Morning! I've just run DESeq2 on my RNAseq data with a dichotomous outcome, and I'm getting results that mean I have absolutely no deferentially expressed genes...
My input is a count matrix with samples in columns and genes in rows, i.e:
XXX1 XXX2 XXX3
Gene 1
Gene 2
Gene 3
My sample information table:
condition
XXX1 y
XXX2 y
XXX3 n
My code:
data<-read.csv("Input.csv", header=TRUE, row.names = 1, stringsAsFactors = FALSE)

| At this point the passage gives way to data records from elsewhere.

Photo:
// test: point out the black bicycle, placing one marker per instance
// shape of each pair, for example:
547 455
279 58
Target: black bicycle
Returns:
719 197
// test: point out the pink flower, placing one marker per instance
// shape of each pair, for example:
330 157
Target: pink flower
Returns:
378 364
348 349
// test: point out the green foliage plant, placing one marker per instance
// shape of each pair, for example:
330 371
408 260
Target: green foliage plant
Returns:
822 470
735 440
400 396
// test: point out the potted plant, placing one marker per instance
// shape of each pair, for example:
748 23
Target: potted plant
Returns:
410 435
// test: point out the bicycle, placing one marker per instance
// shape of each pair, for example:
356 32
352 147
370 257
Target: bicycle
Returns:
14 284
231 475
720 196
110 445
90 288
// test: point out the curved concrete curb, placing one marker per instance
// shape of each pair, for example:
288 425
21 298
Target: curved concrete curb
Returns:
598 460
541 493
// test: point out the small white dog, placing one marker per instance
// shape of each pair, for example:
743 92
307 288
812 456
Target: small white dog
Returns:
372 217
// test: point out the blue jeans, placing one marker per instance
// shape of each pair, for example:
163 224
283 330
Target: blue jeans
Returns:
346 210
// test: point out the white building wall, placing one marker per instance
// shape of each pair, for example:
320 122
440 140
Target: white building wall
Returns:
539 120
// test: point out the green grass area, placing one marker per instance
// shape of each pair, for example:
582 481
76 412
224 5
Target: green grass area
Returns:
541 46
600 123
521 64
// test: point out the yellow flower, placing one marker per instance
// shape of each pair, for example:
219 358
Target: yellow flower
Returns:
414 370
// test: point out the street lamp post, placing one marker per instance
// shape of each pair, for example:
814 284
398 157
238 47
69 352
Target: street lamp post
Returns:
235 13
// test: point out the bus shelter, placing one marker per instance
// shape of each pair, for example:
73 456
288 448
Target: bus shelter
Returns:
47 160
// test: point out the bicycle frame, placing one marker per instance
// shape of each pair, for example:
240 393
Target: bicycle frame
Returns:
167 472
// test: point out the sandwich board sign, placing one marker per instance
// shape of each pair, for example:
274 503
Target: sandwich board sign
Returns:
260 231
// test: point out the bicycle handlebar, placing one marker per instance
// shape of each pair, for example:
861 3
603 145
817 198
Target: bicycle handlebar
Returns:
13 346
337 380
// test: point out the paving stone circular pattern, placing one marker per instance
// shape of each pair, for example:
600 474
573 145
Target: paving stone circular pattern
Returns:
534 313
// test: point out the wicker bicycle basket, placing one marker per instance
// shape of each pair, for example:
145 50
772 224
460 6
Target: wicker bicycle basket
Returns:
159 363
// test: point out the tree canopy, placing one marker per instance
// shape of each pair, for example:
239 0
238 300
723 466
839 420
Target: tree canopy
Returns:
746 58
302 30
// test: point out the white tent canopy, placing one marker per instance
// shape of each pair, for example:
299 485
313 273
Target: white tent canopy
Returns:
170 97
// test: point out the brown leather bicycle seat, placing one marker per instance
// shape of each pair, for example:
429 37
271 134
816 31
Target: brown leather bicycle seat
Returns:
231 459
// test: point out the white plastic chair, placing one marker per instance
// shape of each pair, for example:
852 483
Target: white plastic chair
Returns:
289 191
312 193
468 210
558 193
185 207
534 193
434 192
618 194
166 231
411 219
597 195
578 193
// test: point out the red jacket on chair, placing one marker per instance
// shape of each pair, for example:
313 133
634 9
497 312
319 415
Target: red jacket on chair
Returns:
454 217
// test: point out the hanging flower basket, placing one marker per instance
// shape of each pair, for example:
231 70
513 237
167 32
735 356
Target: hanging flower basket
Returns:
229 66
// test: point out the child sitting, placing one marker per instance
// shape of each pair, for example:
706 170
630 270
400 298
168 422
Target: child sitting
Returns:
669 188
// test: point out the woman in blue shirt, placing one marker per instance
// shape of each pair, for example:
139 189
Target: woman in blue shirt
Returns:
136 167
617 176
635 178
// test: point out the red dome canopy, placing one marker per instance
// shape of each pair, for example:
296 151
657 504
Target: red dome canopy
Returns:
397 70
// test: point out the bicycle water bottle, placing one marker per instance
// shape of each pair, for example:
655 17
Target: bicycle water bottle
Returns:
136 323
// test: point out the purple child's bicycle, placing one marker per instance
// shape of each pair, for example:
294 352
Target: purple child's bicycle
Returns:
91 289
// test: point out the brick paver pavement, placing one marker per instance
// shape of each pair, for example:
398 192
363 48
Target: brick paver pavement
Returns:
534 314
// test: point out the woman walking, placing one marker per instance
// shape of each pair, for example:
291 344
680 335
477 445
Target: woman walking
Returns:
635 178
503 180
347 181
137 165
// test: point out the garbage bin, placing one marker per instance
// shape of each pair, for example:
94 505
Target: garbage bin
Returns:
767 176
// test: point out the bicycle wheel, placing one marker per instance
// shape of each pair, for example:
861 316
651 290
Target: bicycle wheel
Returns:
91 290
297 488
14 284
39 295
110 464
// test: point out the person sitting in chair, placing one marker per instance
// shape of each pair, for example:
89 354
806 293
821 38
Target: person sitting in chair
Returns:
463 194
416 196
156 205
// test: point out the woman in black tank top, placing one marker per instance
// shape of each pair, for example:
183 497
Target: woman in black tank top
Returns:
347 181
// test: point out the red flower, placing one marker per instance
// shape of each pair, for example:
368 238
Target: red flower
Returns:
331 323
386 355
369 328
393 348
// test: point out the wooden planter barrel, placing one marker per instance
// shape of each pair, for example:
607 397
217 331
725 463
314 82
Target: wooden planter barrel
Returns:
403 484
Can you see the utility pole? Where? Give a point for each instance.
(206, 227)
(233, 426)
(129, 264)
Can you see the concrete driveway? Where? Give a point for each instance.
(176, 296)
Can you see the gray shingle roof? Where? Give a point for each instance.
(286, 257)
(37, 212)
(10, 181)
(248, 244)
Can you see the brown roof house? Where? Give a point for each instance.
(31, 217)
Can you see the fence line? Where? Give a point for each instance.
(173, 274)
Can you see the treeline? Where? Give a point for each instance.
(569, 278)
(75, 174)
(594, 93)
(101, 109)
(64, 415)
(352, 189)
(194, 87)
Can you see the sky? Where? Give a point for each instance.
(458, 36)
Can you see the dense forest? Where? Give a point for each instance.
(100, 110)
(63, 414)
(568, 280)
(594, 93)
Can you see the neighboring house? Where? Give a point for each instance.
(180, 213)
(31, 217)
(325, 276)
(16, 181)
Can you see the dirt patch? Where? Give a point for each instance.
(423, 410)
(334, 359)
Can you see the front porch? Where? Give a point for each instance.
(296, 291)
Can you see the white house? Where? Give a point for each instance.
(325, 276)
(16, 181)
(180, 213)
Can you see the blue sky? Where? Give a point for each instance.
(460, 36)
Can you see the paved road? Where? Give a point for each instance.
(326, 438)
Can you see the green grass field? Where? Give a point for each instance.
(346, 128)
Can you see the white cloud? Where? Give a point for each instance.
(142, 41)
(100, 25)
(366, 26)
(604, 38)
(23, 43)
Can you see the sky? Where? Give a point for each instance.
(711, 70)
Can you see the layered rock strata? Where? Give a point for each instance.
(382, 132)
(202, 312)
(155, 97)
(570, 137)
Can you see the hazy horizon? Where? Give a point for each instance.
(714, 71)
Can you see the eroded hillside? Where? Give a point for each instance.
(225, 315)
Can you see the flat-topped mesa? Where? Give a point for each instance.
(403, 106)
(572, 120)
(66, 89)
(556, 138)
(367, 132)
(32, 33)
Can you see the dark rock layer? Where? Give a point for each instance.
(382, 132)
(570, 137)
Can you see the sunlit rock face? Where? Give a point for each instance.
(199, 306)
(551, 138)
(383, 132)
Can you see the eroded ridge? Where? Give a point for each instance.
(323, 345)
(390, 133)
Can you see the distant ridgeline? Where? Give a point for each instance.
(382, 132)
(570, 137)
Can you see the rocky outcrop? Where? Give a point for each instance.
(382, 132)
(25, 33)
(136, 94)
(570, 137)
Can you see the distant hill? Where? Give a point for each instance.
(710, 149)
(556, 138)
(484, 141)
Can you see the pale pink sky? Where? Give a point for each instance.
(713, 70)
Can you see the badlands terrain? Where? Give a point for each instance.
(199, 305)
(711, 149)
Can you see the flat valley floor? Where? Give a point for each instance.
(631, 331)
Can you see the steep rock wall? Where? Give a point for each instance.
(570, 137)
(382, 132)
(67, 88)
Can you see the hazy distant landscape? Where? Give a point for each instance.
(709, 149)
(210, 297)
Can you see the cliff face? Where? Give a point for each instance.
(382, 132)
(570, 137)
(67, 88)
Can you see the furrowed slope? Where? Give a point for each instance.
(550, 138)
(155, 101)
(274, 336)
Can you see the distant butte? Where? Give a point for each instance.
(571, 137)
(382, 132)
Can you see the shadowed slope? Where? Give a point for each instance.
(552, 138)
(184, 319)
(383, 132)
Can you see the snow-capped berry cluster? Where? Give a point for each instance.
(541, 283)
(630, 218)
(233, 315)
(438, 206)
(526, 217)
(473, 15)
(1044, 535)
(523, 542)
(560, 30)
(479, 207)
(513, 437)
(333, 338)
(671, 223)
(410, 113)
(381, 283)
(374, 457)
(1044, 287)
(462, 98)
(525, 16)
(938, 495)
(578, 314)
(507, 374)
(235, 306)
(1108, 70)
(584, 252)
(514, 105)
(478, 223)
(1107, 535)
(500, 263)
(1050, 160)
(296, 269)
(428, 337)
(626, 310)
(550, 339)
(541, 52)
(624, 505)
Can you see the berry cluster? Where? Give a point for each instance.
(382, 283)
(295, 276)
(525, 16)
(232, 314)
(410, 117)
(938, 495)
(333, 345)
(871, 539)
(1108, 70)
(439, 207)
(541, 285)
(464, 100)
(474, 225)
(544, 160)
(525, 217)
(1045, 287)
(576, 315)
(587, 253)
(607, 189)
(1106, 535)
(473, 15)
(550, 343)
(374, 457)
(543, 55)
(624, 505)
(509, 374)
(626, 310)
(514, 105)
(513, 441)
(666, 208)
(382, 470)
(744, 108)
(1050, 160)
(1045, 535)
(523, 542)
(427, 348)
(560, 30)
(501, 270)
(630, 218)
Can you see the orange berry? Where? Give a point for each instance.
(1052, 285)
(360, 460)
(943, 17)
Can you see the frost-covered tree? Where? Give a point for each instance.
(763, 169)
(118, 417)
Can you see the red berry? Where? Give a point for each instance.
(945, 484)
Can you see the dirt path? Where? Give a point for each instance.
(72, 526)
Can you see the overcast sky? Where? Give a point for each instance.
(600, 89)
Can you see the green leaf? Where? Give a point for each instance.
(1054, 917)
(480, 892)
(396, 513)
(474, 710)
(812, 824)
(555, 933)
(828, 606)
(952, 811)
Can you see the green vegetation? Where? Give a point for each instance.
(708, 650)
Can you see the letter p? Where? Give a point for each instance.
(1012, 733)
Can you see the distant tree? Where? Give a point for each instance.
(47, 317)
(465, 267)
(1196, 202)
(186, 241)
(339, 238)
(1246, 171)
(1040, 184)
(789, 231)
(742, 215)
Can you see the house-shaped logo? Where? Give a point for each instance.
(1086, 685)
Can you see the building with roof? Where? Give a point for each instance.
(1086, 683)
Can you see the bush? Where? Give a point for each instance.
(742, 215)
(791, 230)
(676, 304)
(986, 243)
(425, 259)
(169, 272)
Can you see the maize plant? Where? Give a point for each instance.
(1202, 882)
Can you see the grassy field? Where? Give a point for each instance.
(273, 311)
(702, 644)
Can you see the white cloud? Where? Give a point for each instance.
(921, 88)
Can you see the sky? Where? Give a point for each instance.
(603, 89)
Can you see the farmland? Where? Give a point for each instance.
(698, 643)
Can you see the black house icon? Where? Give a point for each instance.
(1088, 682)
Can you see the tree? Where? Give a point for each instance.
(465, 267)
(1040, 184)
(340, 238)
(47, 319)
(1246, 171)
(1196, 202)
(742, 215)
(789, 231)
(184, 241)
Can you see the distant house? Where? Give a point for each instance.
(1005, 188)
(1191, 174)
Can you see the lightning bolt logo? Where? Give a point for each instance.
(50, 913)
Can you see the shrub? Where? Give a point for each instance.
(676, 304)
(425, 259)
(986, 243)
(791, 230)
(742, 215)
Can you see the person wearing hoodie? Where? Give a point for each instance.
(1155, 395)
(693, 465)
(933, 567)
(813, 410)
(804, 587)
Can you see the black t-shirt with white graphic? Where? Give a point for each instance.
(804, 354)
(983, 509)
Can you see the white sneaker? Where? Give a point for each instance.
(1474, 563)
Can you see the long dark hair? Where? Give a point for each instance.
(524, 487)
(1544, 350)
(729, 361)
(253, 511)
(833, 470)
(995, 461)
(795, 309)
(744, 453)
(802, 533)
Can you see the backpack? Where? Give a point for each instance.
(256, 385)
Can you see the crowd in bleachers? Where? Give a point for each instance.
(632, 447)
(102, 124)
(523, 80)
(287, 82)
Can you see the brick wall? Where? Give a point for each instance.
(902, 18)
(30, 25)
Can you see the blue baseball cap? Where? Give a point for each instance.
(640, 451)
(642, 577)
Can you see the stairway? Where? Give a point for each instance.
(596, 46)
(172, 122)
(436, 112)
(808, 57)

colnames(data) <- substring(colnames(data), 2)
colData<-read.csv("Condition.csv",header = TRUE, row.names = 1)
#Double check names match up between Sample and data matrix
all(rownames(colData)==colnames(data))
dds<-DESeqDataSetFromMatrix(countData = data, colData = colData, design= ~condition)
dds$condition <- factor(dds$condition, levels = c("no","yes"))
dds<-DESeq(dds)
res<-results(dds)
My results:
summary(res)
out of 20338 with nonzero total read count
adjusted p-value < 0.1
LFC > 0 (up) : 0, 0%
LFC < 0 (down) : 0, 0%
outliers [1] : 0, 0%
low counts [2] : 0, 0%
(mean count < 0)
sum(res$padj < 0.1, na.rm=TRUE)
[1] 0
Since it doesn't follow to have 0 differentially expressed genes, I'm not sure what I've done wrong.
Thanks!
So, that was just to show how my files are arranged. My input has 183 samples and 20338 genes.
And how do you know that the two groups have any differences in gene expression?